Uno puede ser determinante para el resultado y favorecer al candidato republicano. Todos los votos electorales de cada estado del país vecino, excepto Maine y Nebraska, se atribuyen al candidato que obtiene la mayoría del voto ciudadano en ese estado. Así, en 2004, los 55 votos electorales de California fueron para John Kerry, que encabezó la votación ahí. Se discute ahora un proyecto de inspiración republicana que distribuiría esos votos electorales en función de los resultados en cada distrito congresional. Con este procedimiento, en 2004 Bush habría obtenido 22 de los 55 votos electorales. Los proponentes alegan que desean que “cada voto cuente”, pero sólo en California. No han promovido iniciativas similares en los estados de mayoría republicana. Es triste que los demócratas hayan mordido el anzuelo y estén patrocinando un cambio similar en Carolina del Norte. Si un número suficiente de estados distribuye sus votos electorales por mayorías distritales, puede ampliarse la disparidad entre éstos y el voto ciudadano y se eleva el riesgo de que triunfe un candidato con un respaldo popular claramente minoritario.

Han surgido otras ideas. Siendo inviable enmendar la Constitución para establecer la elección directa, en varios estados se discute la adopción de leyes que obligarían a sus representantes en el Colegio Electoral a votar en favor de quien haya obtenido el mayor número de votos ciudadanos en todo el país, sin importar el resultado estatal. Si no menos de 11 estados aprueban esta iniciativa, se aseguraría la elección del candidato con mayor número de votos. Empero, algunos analistas temen que Estados Unidos no esté preparado para un avance de esta magnitud hacia la democracia.

En cuanto a organización electoral, el debate se concentra en el uso de máquinas electrónicas de votación. El historial de su empleo está plagado de quejas e irregularidades demostradas. Las decisiones sobre qué máquinas usar y qué requisitos deben satisfacer corresponden a las autoridades locales, incluso a nivel de los condados, por lo que es caótico el panorama del país en esta materia. Hay, sin embargo, una iniciativa de ley federal que obligaría a que las máquinas de votación produzcan una prueba impresa del voto emitido –que sea comprobada por el votante– y que, a su vez, serían contadas por muestreo o una por una. No es seguro que la ley Holt sea aprobada en tiempo para que se aplique en la próxima elección. El fantasma de Florida 2000 sigue rondando.
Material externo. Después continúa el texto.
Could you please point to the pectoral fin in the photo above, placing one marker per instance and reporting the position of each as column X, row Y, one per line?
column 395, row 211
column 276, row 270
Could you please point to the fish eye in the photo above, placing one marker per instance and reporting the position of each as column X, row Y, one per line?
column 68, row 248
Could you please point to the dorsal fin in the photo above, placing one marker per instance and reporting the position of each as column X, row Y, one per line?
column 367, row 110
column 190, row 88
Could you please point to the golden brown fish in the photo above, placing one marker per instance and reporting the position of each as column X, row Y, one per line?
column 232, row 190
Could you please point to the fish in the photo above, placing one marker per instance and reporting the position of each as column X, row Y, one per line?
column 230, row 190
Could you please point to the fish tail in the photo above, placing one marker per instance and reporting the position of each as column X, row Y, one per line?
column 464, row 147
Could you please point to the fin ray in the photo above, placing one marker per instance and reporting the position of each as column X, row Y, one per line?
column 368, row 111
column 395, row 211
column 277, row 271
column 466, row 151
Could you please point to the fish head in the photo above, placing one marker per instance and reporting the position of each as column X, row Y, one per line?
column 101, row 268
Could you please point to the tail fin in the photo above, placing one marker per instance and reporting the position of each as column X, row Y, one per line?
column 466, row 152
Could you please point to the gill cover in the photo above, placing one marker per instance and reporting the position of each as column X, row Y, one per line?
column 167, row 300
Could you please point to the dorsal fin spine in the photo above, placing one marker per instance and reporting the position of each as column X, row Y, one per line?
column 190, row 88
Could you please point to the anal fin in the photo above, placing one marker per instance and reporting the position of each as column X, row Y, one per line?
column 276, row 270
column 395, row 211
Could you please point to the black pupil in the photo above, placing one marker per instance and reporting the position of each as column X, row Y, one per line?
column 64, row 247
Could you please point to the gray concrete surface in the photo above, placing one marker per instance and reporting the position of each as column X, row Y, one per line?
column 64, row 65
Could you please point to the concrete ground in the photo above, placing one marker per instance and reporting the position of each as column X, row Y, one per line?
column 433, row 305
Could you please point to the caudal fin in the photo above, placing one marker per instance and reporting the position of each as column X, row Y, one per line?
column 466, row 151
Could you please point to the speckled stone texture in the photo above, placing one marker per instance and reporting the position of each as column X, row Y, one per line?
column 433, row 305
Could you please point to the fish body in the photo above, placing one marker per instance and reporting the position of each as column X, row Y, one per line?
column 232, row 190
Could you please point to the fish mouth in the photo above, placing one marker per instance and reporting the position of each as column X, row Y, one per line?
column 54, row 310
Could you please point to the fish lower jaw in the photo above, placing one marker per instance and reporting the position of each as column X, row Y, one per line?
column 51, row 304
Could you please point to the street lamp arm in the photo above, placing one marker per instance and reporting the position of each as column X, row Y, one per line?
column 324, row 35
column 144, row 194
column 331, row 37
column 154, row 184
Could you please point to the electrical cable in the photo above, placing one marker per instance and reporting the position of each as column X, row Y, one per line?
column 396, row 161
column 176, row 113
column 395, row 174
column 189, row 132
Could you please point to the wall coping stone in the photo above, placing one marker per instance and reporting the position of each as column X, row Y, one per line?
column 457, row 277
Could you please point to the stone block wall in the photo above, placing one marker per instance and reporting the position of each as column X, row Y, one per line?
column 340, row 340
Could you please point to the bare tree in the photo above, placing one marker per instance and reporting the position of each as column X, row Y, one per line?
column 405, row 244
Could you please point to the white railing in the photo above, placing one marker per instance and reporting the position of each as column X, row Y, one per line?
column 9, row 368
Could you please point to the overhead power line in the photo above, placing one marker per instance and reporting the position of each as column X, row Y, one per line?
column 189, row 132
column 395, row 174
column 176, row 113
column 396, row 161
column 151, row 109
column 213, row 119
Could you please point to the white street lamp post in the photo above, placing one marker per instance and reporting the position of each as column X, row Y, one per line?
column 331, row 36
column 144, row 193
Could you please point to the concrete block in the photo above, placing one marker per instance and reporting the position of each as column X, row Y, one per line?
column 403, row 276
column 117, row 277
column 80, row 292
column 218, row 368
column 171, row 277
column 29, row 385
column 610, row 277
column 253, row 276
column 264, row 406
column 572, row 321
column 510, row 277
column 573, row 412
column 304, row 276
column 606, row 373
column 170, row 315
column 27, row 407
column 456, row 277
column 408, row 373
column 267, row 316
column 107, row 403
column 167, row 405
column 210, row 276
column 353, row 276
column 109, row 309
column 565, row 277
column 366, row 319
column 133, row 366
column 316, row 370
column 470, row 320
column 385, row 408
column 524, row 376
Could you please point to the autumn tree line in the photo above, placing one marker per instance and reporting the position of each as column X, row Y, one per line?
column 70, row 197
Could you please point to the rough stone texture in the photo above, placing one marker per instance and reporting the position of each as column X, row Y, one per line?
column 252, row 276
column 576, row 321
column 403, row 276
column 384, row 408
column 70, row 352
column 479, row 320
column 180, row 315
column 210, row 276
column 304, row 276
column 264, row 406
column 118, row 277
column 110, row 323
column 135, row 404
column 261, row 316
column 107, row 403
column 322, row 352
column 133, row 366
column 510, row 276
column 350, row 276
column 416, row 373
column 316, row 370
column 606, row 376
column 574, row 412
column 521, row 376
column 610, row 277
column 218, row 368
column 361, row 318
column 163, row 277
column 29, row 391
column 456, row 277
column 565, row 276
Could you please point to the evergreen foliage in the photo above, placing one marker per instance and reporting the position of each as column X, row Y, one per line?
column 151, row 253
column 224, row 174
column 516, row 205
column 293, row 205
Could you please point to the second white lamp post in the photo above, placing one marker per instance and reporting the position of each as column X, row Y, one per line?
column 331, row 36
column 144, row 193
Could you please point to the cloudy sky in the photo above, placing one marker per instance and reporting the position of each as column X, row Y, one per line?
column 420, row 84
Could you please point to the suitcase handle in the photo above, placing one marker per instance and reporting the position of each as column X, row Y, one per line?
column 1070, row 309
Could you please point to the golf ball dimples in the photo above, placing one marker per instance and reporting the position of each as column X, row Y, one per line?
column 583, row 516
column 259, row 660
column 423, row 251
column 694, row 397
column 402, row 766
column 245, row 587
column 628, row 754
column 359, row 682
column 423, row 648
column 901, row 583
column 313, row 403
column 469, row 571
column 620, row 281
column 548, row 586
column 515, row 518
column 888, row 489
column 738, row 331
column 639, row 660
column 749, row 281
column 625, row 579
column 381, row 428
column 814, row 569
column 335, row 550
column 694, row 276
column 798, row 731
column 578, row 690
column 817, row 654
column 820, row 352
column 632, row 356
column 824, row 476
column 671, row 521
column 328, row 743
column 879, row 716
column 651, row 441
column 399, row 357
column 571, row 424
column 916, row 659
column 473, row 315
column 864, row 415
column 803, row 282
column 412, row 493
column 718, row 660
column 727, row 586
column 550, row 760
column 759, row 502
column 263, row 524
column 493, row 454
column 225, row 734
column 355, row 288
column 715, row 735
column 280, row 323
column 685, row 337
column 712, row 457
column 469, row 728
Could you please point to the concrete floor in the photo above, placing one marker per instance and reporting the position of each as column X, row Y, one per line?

Y con las máquinas aparecen los conflictos de interés. Son frecuentes los casos de funcionarios electorales que transitan hacia posiciones ejecutivas en las empresas fabricantes de máquinas de votación y presionan para que se adquieran en el mayor número posible. Empero, el mayor conflicto de interés se da en el caso de funcionarios estatales con responsabilidades en la organización y control de las elecciones y que, al mismo tiempo, son candidatos o actúan como representantes de partidos políticos. Esta evidente irregularidad se ha manifestado desde hace decenios, sin que haya habido la voluntad política para eliminarla. Un analista cínico dijo –en expresión que Luis Carlos Ugalde suscribiría con ardor– que las malversaciones electorales tienden a anularse estadísticamente, por lo que son irrelevantes. Han contribuido en mucho, desde luego, a la creciente desconfianza de los electores.

Después de la experiencia de 2000 se dijo que Estados Unidos necesitaba un IFE. Quizá como el de entonces, pero desde luego no como el IFE de 2006.